Josh Durgin [Sat, 16 Mar 2013 00:28:13 +0000 (17:28 -0700)]
librbd: optionally wait for a flush before enabling writeback
Older guests may not send flushes properly (i.e. never), so if this is
enabled, rbd_cache=true is safe for them transparently.
Disable by default, since it will unnecessarily slow down newer guest
boot, and prevent writeback caching for things that don't need to send
flushes, like the command line tool.
Refs: #3817 Signed-off-by: Josh Durgin <josh.durgin@inktank.com> Reviewed-by: Sage Weil <sage@inktank.com>
Sam Lang [Mon, 18 Mar 2013 21:59:04 +0000 (16:59 -0500)]
mds: Handle ENODATA returned from getxattr
The osds might return ENODATA if we request an
xattr that doesn't exist. In this case, we're
requesting the 'parent' xattr so that we can
remove all the forwarding pointers, but the xattr
may not have been written (which only happens on
log segment trim), so we don't assert here.

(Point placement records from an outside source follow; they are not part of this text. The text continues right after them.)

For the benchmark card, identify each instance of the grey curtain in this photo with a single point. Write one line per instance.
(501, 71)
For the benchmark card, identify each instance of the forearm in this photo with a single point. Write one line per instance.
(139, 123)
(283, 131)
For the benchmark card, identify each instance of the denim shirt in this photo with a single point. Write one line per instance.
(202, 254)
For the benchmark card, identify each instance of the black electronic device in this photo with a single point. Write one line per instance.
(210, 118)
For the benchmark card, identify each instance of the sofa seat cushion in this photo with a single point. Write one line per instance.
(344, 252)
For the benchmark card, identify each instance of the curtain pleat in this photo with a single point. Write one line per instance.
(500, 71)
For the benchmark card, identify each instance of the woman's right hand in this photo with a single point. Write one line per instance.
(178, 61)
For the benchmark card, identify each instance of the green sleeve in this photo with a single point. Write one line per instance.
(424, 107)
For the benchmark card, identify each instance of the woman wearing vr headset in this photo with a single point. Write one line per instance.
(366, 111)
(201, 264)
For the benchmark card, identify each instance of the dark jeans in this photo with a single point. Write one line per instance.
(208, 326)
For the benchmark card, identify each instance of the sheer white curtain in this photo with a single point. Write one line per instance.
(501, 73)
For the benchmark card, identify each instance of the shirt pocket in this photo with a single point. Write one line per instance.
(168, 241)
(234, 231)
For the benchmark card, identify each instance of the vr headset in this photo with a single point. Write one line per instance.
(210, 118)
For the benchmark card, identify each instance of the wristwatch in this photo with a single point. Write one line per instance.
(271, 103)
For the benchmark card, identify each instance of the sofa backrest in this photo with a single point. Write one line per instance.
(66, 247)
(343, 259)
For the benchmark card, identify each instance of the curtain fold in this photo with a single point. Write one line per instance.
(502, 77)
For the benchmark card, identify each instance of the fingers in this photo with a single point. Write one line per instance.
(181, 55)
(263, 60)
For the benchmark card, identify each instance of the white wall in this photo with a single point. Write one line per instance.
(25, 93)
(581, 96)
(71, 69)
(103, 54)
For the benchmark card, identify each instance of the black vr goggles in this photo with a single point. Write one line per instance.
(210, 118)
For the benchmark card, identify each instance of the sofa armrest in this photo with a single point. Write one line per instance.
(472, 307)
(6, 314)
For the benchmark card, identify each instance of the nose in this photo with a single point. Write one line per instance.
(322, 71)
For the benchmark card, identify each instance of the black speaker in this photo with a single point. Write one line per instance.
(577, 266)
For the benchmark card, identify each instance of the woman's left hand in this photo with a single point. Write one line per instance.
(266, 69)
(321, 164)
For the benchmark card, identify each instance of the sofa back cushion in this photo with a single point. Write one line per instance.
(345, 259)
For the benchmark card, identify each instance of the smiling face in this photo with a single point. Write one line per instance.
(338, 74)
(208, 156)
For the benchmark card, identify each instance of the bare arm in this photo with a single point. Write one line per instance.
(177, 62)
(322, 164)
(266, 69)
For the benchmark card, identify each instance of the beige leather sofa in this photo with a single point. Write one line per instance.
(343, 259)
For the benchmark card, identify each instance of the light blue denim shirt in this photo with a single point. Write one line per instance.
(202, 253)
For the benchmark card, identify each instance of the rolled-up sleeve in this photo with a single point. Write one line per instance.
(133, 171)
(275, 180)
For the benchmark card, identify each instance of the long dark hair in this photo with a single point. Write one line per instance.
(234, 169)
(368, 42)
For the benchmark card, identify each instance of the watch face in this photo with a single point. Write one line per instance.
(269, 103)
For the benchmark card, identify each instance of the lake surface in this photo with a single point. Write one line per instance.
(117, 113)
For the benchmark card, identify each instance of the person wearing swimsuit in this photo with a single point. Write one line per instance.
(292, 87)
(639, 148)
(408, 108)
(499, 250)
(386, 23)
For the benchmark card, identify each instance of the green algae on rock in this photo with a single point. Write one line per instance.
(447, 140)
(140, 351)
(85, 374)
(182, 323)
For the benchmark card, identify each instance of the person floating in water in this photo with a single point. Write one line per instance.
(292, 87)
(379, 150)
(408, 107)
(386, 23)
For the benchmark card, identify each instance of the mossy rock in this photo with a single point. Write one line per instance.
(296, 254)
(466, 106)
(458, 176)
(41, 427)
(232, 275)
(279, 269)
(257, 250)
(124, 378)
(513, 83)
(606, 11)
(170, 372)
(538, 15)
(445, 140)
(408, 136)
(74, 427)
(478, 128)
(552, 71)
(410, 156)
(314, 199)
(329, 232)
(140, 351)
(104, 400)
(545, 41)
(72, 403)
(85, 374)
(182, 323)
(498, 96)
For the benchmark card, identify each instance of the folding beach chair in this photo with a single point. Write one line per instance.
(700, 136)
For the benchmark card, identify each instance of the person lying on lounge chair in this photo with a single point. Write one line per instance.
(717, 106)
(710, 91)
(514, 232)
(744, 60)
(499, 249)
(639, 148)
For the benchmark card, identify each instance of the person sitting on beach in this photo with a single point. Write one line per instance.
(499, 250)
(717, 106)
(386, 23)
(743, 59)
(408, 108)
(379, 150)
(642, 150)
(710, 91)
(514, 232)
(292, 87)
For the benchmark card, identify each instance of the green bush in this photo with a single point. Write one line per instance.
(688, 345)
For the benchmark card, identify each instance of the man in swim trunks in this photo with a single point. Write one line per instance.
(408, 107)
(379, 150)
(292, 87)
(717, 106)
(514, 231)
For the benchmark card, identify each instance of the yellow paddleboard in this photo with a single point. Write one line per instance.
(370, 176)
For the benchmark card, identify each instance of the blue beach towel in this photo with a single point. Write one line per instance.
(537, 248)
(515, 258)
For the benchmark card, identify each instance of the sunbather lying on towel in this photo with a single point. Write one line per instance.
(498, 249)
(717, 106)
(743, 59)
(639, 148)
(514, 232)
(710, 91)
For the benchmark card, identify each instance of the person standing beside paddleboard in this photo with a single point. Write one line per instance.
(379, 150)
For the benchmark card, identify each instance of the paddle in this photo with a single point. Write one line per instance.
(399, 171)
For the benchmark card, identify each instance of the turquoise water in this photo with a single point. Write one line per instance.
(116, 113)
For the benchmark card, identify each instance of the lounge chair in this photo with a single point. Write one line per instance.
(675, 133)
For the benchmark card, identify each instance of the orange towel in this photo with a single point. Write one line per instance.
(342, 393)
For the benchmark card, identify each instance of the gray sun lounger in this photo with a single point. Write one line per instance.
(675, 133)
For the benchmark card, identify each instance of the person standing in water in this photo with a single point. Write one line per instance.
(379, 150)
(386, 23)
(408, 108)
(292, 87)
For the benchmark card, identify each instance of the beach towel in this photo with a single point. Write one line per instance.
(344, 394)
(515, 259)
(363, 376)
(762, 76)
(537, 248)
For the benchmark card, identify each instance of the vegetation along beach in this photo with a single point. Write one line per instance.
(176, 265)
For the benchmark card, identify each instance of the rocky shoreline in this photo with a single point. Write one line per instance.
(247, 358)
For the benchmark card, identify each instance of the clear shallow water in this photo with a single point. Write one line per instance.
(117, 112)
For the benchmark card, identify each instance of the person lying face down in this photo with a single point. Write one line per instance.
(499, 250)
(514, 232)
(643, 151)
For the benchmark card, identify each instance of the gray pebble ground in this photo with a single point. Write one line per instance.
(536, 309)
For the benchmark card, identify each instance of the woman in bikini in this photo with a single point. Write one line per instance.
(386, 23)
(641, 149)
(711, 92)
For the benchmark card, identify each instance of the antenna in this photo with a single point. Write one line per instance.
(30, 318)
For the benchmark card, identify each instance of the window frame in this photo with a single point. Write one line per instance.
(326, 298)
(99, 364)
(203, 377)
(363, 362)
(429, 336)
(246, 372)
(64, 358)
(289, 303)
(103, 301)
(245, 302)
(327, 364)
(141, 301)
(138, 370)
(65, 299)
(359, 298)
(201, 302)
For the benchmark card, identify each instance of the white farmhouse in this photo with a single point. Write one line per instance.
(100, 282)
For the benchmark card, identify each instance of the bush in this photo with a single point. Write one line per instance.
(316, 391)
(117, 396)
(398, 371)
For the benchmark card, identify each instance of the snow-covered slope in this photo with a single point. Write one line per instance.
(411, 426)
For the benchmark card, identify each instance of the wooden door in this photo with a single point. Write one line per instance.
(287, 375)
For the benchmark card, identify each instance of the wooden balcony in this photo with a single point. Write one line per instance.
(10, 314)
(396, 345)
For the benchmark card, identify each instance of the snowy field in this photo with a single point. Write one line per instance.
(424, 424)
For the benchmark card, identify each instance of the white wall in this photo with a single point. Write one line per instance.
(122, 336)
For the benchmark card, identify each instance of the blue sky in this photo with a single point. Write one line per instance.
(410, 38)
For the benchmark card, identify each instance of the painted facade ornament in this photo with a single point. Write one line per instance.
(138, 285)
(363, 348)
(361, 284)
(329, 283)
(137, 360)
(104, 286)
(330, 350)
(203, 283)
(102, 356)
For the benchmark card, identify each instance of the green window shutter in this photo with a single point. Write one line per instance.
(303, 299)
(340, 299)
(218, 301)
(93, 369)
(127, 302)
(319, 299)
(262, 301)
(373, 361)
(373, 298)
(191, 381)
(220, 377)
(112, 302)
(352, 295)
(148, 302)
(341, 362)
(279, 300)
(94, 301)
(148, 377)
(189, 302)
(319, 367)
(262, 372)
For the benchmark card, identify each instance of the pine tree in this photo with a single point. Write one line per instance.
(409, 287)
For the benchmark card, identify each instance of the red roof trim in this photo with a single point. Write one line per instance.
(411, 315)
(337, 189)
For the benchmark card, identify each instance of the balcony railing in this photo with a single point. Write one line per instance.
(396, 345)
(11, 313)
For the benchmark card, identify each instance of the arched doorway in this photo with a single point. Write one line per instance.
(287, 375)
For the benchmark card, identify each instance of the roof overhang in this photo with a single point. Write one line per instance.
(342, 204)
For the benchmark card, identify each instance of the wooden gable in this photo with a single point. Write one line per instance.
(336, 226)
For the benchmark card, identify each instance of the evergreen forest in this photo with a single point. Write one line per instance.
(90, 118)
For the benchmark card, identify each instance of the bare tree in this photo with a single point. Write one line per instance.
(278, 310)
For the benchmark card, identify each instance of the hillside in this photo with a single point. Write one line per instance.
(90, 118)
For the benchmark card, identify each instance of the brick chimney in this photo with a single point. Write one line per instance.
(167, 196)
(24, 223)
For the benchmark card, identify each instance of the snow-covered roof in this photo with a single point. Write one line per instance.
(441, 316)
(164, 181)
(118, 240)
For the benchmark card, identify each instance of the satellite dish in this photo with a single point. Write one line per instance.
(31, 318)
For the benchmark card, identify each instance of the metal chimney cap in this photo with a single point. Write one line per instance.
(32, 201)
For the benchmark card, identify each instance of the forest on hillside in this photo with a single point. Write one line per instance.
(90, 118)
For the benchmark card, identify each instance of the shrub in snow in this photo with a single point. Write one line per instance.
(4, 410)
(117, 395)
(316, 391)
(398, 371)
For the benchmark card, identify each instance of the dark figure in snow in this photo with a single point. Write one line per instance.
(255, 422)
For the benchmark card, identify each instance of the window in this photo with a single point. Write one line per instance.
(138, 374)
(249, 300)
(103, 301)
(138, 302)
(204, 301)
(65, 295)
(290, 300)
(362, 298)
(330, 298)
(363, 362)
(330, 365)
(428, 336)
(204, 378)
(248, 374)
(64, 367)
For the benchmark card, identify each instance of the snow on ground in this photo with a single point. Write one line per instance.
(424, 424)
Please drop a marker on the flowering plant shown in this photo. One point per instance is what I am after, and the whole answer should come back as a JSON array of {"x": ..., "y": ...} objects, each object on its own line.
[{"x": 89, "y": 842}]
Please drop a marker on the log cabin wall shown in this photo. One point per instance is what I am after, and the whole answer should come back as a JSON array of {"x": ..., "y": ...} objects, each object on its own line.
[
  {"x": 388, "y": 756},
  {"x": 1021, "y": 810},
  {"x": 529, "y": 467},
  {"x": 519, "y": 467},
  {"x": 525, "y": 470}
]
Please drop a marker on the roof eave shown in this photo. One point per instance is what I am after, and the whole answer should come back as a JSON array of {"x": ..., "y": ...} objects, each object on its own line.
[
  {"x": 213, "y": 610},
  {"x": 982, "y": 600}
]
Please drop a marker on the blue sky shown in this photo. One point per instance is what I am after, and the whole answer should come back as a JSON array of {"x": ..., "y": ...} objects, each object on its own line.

Signed-off-by: Sam Lang <sam.lang@inktank.com> Reviewed-by: Sage Weil <sage@inktank.com>
mon: HealthMonitor: Keep track of monitor cluster's health
The HealthMonitor builds upon the QuorumService interface, and should be
used to keep track of all and any relevant information about the monitor
cluster (maybe even about all the cluster if need be).
This patch also introduces the HealthService interface, used to define
a HealthMonitor service, responsible for dispatching 'MMonHealth' messages
(the QuorumService interface dispatches generic 'Message').
Based on the HealthService interface, we introduce the DataHealthService
class, a service that will track disk space consumption by the monitors,
warn when a given threshold is crossed, and gracefully shutdown the monitor
if disk space usage hits critical levels that might affect the correct
monitor behavior.
Signed-off-by: Joao Eduardo Luis <joao.luis@inktank.com>
mon: QuorumService: Allow for services quorum-bound to be easily created
As the monitor grows in features, we have been dumping them in the Monitor
class as they don't really fit anywhere else.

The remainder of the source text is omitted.